Sources of reusable water
Sources of water for potential reuse can include municipal sewage water, industrial effluent, stormwater, and agriculture runoff.
These sources of water can all be treated to meet fit-for-purpose specifications for a particular beneficial use such as irrigation, potable water supplies, and industrial processes.
Municipal sewage
Treating sewage for reuse is a complex process. The sewage must undergo chemical, physical and biological procedures to ensure the removal of all contaminants. This requires specialty water treatment that includes advanced technologies such as flocculation, disc filtration, ultrafiltration and reverse osmosis.
Industrial effluent
Effluent can be treated for reuse across almost all industries, including, for example, agriculture, food and beverage, metal finishing, plastic manufacturing, and textile.
With any effluent treatment, one of the main challenges is that there is a multitude of influents, resulting in the effluent that requires treatment being of a significantly complex nature.
Influents in a metal finishing factory, for instance, can stem from acid wash, alkaline wash and zinc bath processes.
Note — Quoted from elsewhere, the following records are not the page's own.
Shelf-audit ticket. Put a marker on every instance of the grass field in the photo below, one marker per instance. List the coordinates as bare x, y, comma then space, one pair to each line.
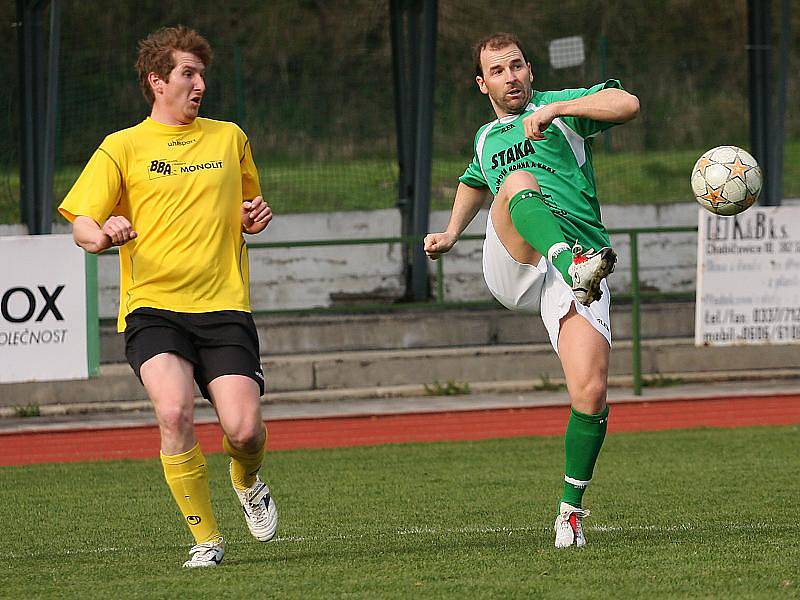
293, 187
694, 513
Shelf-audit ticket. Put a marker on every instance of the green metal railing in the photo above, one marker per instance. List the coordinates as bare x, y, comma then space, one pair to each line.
440, 301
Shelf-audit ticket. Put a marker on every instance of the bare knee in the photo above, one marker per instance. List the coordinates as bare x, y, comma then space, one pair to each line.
590, 395
247, 437
175, 419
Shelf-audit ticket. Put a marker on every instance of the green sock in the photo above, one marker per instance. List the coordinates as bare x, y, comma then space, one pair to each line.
539, 227
582, 443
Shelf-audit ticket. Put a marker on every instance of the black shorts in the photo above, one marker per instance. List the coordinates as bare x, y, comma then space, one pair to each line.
217, 343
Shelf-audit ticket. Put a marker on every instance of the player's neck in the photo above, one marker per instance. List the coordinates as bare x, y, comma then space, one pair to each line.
160, 115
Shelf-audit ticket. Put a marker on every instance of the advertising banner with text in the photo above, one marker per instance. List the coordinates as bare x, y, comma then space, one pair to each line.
748, 277
42, 309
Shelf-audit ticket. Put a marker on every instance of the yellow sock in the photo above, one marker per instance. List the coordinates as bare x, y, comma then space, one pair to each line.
187, 478
244, 466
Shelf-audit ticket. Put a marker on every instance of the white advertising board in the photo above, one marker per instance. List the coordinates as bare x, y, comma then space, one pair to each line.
42, 309
748, 277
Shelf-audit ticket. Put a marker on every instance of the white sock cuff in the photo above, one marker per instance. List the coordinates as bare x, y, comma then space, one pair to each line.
576, 482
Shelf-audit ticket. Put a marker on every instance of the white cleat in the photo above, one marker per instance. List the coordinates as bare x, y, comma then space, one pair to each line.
260, 512
207, 554
588, 270
568, 528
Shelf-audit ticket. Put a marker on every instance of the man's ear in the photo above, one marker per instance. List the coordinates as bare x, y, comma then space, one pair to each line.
481, 84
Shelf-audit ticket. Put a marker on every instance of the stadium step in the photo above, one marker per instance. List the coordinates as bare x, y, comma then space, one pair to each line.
381, 373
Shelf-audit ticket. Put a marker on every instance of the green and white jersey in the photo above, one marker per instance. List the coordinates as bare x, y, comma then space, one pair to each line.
562, 163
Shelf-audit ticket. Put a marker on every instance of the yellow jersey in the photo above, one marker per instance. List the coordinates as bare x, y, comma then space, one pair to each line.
181, 187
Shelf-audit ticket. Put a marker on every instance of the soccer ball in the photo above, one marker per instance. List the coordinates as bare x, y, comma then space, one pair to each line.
726, 180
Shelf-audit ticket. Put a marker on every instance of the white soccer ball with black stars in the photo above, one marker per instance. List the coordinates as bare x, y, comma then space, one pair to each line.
726, 180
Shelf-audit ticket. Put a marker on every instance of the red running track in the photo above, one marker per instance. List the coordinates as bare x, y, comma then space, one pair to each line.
143, 442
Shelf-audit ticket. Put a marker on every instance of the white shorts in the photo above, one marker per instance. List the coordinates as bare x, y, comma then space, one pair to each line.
539, 289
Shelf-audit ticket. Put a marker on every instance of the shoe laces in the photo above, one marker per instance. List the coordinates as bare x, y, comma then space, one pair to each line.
259, 508
205, 551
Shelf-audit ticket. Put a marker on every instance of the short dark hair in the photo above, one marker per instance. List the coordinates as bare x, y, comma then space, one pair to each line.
496, 41
156, 54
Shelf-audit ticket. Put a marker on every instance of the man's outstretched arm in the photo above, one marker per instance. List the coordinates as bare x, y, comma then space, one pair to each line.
466, 205
610, 105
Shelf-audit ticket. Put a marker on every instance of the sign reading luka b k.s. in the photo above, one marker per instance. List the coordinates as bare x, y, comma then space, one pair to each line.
42, 309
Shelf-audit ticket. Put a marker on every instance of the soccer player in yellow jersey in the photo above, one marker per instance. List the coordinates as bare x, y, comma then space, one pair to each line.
175, 193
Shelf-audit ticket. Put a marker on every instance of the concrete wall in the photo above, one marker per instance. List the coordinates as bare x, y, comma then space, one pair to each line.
331, 275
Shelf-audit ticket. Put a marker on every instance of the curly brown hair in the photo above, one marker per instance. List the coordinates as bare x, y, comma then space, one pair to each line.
496, 41
156, 54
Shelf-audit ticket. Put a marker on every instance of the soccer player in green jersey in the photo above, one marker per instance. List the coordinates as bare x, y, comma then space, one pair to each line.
546, 249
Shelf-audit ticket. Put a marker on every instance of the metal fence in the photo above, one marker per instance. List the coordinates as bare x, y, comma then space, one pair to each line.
312, 84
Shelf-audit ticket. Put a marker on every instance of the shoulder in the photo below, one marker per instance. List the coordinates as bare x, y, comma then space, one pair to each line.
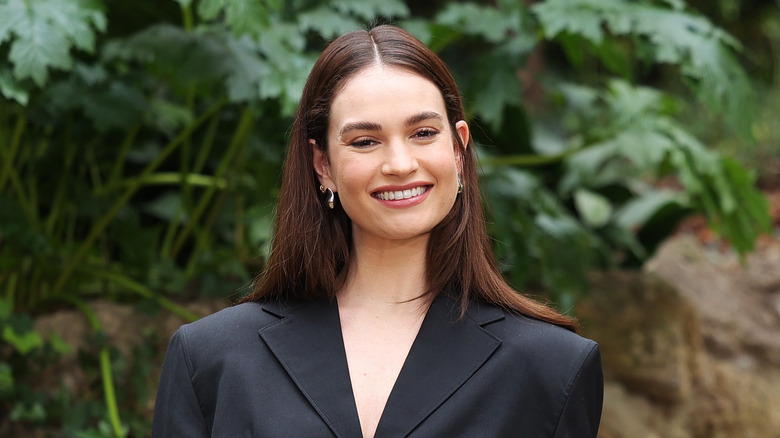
553, 349
232, 327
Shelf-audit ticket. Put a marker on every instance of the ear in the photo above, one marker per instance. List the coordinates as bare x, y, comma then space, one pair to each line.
462, 131
321, 166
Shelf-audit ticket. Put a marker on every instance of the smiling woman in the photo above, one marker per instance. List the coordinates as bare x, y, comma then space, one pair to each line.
380, 311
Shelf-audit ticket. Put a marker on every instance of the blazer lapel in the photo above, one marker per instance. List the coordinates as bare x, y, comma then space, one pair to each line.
308, 343
446, 352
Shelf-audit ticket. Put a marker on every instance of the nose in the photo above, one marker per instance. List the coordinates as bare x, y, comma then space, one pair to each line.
399, 159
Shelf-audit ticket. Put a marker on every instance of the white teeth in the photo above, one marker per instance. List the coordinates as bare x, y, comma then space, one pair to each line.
402, 194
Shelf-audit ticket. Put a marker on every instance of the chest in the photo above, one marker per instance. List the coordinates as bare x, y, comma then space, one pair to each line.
375, 357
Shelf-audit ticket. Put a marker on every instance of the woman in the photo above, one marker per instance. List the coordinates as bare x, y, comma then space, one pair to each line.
380, 311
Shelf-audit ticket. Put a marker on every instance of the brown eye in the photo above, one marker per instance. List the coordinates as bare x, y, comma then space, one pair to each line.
361, 143
426, 133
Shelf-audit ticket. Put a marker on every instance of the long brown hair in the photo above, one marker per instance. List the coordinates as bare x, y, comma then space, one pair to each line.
311, 244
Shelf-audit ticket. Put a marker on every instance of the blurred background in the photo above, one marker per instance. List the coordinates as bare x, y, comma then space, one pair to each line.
630, 158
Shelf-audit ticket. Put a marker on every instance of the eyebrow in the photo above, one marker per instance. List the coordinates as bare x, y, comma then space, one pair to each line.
371, 126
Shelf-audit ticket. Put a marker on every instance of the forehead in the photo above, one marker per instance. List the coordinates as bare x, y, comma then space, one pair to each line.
384, 90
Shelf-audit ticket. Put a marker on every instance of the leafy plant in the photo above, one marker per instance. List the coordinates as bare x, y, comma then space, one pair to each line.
139, 155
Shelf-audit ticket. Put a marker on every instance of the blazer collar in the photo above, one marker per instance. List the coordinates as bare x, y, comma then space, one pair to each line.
447, 351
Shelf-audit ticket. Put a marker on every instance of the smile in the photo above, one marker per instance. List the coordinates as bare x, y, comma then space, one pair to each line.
401, 194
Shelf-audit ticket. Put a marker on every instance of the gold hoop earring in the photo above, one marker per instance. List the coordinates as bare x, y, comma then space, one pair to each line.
330, 197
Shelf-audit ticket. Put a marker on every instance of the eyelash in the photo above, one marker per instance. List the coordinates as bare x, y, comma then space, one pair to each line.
362, 143
424, 133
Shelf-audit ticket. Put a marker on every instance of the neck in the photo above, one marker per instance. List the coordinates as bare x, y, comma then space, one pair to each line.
387, 276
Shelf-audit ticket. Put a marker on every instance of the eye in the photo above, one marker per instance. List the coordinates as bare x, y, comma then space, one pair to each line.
425, 133
362, 143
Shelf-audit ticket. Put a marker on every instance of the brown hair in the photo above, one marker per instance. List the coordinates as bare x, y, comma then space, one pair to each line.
312, 244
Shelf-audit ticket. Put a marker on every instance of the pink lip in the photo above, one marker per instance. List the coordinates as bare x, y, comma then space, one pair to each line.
403, 203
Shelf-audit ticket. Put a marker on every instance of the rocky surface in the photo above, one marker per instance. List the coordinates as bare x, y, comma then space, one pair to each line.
690, 344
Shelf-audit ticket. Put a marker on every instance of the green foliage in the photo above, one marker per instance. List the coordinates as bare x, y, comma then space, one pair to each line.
703, 52
43, 33
140, 165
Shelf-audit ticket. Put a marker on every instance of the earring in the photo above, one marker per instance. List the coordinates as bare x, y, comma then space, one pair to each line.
330, 196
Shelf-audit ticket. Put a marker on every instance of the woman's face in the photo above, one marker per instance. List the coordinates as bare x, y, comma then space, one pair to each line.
392, 156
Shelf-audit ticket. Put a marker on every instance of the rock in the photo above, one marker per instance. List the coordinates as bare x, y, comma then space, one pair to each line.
690, 345
647, 333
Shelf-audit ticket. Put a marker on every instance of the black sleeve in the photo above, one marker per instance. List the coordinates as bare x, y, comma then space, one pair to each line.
177, 412
582, 413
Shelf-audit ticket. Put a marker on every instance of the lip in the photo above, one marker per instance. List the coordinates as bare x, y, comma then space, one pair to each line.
401, 203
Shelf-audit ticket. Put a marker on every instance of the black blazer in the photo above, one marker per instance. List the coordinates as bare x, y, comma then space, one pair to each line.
275, 370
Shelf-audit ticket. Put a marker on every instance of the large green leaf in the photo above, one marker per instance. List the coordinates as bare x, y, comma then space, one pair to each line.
44, 31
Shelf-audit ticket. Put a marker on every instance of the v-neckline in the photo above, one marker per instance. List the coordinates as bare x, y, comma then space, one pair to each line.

These result in fluctuating levels of pH and metal concentrations.
Stormwater
Stormwater is rainwater that runs off land and moves away from the area where it originally falls. It can soak into the soil, be stored on land in ponds and puddles, evaporate, or contribute to surface runoff.
The treatment of stormwater for reuse enables this water to be reused for a variety of applications including irrigation, water features, toilet water flushing, process water, and cooling tower feedwater.
Technologies for water reuse:
- Disc Filtration
Disc filtration offers depth filtration where the particles to be filtered are trapped between discs and filtered water continues through to the next stage of treatment.
A differentiating factor between various disc filter manufacturers is not only the type of disc assisting with improved filtration but also the cleaning mechanism employed to offer superior backwashing in terms of water and power efficiency.
AZUD is a Spanish water treatment company that develops innovative technologies for water management and its Helix Automatic FT200 AA DLP disc filter performs in-depth 3D filtration, followed by automatic, air assisted (AA) backwashing. Data Loss Prevention (DLP) technology enables the sequential low-pressure backwashing of each filter using a mix of filtered water and compressed air stored in an auxiliary tank, while the filtered water continues to be supplied.
- Membrane technology
Ultrafiltration is a membrane filtration method that is intended for the removal of microbiological particles. An ultrafiltration filter has a pore size around 0.01 micron. The process of ultrafiltration removes bacteria, microorganisms, larger particles, and some viruses from water.
Moreover, when employing ultrafiltration secondary (coagulation, flocculation, sedimentation) and tertiary filtration (sand filtration and chlorination) often aren’t necessary. This is because ultrafiltration, as a type of primary filtration, can stand alone.
Reverse osmosis is a water purification process that uses a partially permeable membrane to separate ions and unwanted molecules from water. After the water passes through a reverse osmosis filter, it is essentially pure water.
Reverse osmosis removes most minerals in the water as well as organic molecules and viruses.